Attachements

Deuxième roman de Victoria Horton.


La violence ordinaire, celle qui sait si bien se planquer, celle qui se cache souvent au cœur des familles et qui, tout en se faisant oublier, tisse patiemment sa toile, est au centre du nouveau roman de Victoria Horton. Le récit qui ouvre le livre en porte les prémices. Elle est dans l’ombre, frémissante, prête à entrer en scène, avant de mordiller puis de mordre. L’alcool, les non-dits, les petits mensonges, petites lâchetés et autres secrets plus ou moins éventés sont ses meilleurs alliés. Il faut y ajouter misère sociale, carence affective et époque (les quarante dernières années) qui correspond à la montée lente mais inexorable de l’individualisme et donc de l’oubli de l’autre, surtout quand celui-ci ne va pas fort, qu’il encombre presque et que son mal être met tout le monde mal à l’aise. C’est ce qui arrive à Anna, dont on va suivre le cheminement tout au long d’un texte qui frappe autant par sa construction que par l’implacable logique qu’il déroule avec précision.

L’histoire se met très vite en place. Au centre : une famille fissurée (un père brocanteur et ses deux enfants, l’un presque adulte et l’autre, Anna, bien plus jeune, en quête d’une mère de substitution, la vraie s’étant envolée) entourée de personnages en rupture, tous cherchant leur voie en se remémorant les séquences d’un passé chaotique. Les pièces qui se détachent de la mémoire des uns et des autres vont peu à peu se relier. Victoria Horton, auteur il y a deux ans d’un remarquable Grand ménage, ancré lui aussi dans un monde familial et secret, les dévoile en un chassé-croisé de récits et de correspondances (par lettres ou par mails) où chaque protagoniste va intervenir assez longuement. Leurs différences de style traduisent tout à fait leur personnalité et leur façon de se comporter.

On pressent peu à peu que le plus faible d’entre eux aura bien du mal à s’en sortir. Les propos échangés sont rarement sympathiques. La violence est dans les mots. Elle s’invite à distance et aiguise ses armes à coups de brèves répliques coupantes.

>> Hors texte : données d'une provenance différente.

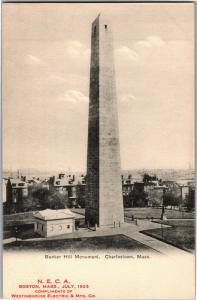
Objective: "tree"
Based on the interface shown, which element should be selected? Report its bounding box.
[163,192,180,206]
[143,173,158,183]
[185,188,195,210]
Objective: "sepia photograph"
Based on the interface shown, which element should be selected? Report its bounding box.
[2,2,195,299]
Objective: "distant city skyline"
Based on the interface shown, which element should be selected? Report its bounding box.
[2,3,194,172]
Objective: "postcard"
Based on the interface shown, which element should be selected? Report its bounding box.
[2,2,195,300]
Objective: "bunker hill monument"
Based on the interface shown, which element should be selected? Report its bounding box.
[85,15,124,226]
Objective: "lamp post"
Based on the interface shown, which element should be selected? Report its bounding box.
[179,184,188,218]
[154,185,168,220]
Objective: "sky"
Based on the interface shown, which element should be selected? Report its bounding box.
[2,3,194,171]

Chacun attribue ses déboires à l’un de ceux ou de celles qui ont, durant quelques années, formé une communauté de bric et de broc qui vacillait mais tenait néanmoins debout tant que le père était là. À sa mort, tout se rompt. La "famille" se délite. Personne ne se soucie du devenir de l’autre.
Seule Anna, mais beaucoup trop tard, va tenter de renouer des liens. Elle le fera maladroitement, voulant probablement endiguer une fêlure existentielle qui a toute l’apparence d’une dépression déjà bien à l’œuvre. Son envie de replonger dans les eaux d’un passé trouble va l’amener à entrer en contact avec ceux qui lui furent proches, y compris Roland, ancien amant, homme instable, pervers, manipulateur et violent à ses heures.

« Nous eûmes d’autres querelles, des discussions interminables où il m’arriva pour couper court de lever la main sur elle. Pas une fois elle ne se défendit : on eût dit qu’elle me donnait la permission d’en user avec elle comme je l’entendais. »

Anna, que l’on voit glisser mais dont on espère toujours le sursaut, l’éclair de lucidité qui lui permettrait de regarder enfin devant elle plutôt que derrière, s’avère la plus fragile de tous. Désorientée, elle va, en se dirigeant bras ouverts vers son bourreau, le payer au prix fort. Sèchement, froidement.


Victoria Horton : Attachements, Quidam éditeur.